Baca juga: Publik Perlu Kawal Implementasi UU TPKS
”Masukan publik penting untuk memastikan peraturan yang disusun tepat sasaran dan dapat dilaksanakan di lapangan,” kata Darmawati.
Sinergi lembaga layanan
Koordinator Sekretaris FPL, Siti Mazuma, mengungkapkan, ada sejumlah isu krusial yang menjadi masukan FPL. Salah satunya adalah terkait PP tentang UPTD PPA.
”Kami berharap PP ini mampu menjawab tantangan di lapangan, bagaimana antara lembaga layanan berbasis masyarakat dan UPTD PPA dapat bersinergi memberikan layanan yang terbaik bagi korban kekerasan seksual, khususnya di wilayah kepulauan, terluar, dan termiskin,” kata Siti.
Tak hanya itu, PP tentang Pencegahan TPKS serta Penanganan, Perlindungan, dan Pemulihan Korban TPKS juga perlu mendapat perhatian. Hal tersebut karena banyak hambatan dalam penanganan kasus kekerasan seksual.
PP tersebut perlu memastikan pendekatan dalam rehabilitas sosial yang tidak menempatkan korban sebagai penyandang masalah kesejahteraan sosial. Maka, perlu dibangun mekanisme rehabilitas sosial berbasis komunitas dengan mengoptimalkan elemen-elemen kunci di masyarakat.
Misalnya, tenaga penyedia bimbingan rohani dan spiritual bagi korban tidak boleh menghakimi, menyalahkan, dan menghambat proses pemulihan korban. Sebab, pengalaman selama ini, ketika korban mengikuti bimbingan rohani, dia justru mendapat nasihat yang kerap kali menyudutkan korban.
Dalam penanganan, perlindungan, dan pemulihan korban TPKS, FPL juga mengusulkan perlu memasukkan tata cara publikasi di media untuk menjaga kerahasiaan identitas korban. Di sejumlah kasus, publikasi identitas berdampak terhadap trauma dan reviktimisasi pada korban.

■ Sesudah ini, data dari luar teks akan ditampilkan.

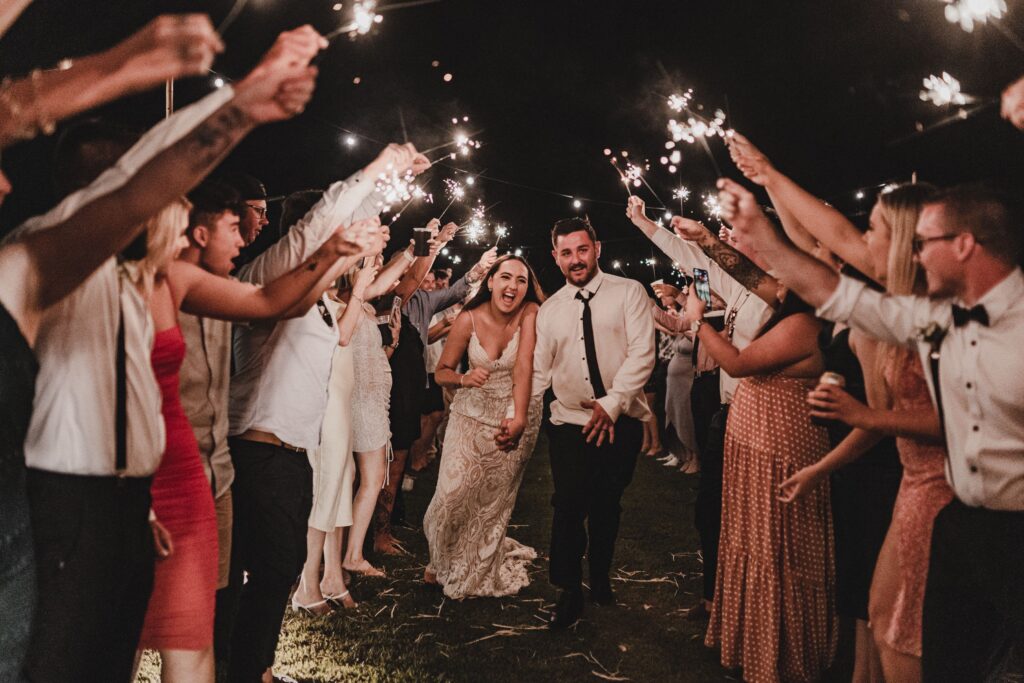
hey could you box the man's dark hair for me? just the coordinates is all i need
[431,267,452,280]
[187,179,243,236]
[550,215,598,248]
[218,171,267,201]
[53,119,140,197]
[279,189,323,237]
[923,181,1023,265]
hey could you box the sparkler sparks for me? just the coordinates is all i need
[454,131,482,157]
[462,204,488,243]
[667,90,694,112]
[668,108,729,144]
[672,186,691,202]
[940,0,1006,32]
[622,162,645,188]
[920,72,968,106]
[444,179,466,201]
[374,167,415,211]
[325,0,383,40]
[702,192,723,220]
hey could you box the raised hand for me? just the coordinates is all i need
[670,215,710,242]
[727,132,775,187]
[625,195,649,227]
[461,367,491,388]
[352,261,379,298]
[716,178,776,246]
[652,282,681,302]
[232,26,325,124]
[686,284,707,321]
[108,14,224,87]
[366,142,421,179]
[475,246,499,273]
[1001,75,1024,131]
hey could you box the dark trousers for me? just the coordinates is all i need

Baca juga: Kasus Kekerasan terhadap Perempuan Meningkat, Penguatan Kelembagaan Diperlukan
Asfinawati, pengajar Sekolah Tinggi Hukum Indonesia Jentera, prihatin melihat penerapan UU TPKS yang tidak bisa dilakukan pasca-diundangkannya UU TPKS. Di lapangan, sejumlah kasus kekerasan seksual penegakan hukumnya belum menggunakan UU TPKS karena belum ada peraturan pelaksananya.
”Di tahap awal ini yang masih menimbulkan kebingungan, terutama sistem pelayanan terpadu saat awal pengaduan,” ujar Asfinawati.
Banyaknya kasus kekerasan seksual semakin menunjukkan betapa mendesaknya UU TPKS segera diimplementasikan. Semakin lama penerapannya, semakin panjang daftar kasus yang bisa terjadi. Harapan masyarakat terhadap UU TPKS yang besar haruslah segera diwujudkan.
UU TPKS harus menjadi senjata pamungkas memerangi kejahatan seksual. Maka, aparat penegak hukum seharusnya tanpa ragu menerapkan UU TPKS. Tidak ada alasan lagi menunggu aturan pelaksana. Jika tidak, UU TPKS hanya akan jadi macan kertas yang tak pernah membawa efek jera pada pelaku kekerasan seksual.